In 1990, the total number of people living in slums in Ghana was estimated at 4.1million, and increased to 4.99 million in 2001 and then to 5.5 million people in 2008. In terms of its share of the total population, the proportion of people living in slums in Ghana has declined consistently from 27.2% in 1990 to about 19.6% in 2008. On the other hand, population with access to secure housing has stagnated at about 12% over the past five years. By 2020 only 6% would have access to secure housing will increase by only 6% by 2020.
In terms of Global Partnerships for development (Goal 8), many developed countries have not met the 0.7% GNP target for aid, but aid inflows to Ghana appear to have increased in nominal terms from US$578.96 million in 2001 to US$1,433.23 million in 2008. However, the current concerns, is the level of increases in real terms and the quality of the aid the country receives. In real terms, ODA inflows to Ghana has stagnated at about 8.7% of GDP between 2002 and 2008, after initial rise from 6% of GDP in 1999 to 15% of GDP in 2001. The portfolio of aid inflows continued to be dominated by project aid which constitutes more than 60% of ODA inflows. The negative effect of the domestic energy crisis in 2006, as well as the global financial, oil and food crisis, begun showing on the public debt position of Ghana. Ghana’s public debt as a percentage of GDP has increased from 41.4% in 2006 to 55.2% in 2008, thereby approaching the unsustainable levels.
UNDP is partnering with the Ghana Government to ensure that national priorities are linked with the Millennium Development Goals. The Growth Poverty Reduction Strategy II (GPRS II) is the medium term national strategy that guides Ghana’s efforts to reach the MDGs.

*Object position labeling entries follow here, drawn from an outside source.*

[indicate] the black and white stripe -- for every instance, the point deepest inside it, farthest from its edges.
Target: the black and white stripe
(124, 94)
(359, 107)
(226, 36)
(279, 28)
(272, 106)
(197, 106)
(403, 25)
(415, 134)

UNDP is supporting and building the capacity of the National Development Planning Commission in order to strengthen the GPRS II as the national framework to reach the MDGs and all national objectives.
UNDP is active in creating the platform for MDG promotion in Ghana. It has been working in selected districts to promote the localisation of the MDGs at the community level. To assist in monitoring Ghana’s progress towards the MDGs, UNDP supports the preparation and circulation of national MDG Reports.
Assessments made as a primary step in the programmes clearly showed the need to step up the campaign for MDGs in Ghana, in order to increase awareness levels among policy makers and the population.
UNDP, in close cooperation with other UN agencies, is therefore engaging in a major effort to develop a MDGs campaign in Ghana for advocacy and policy dialogue. More efforts will be put in collaborative action building on a UN system communication strategy.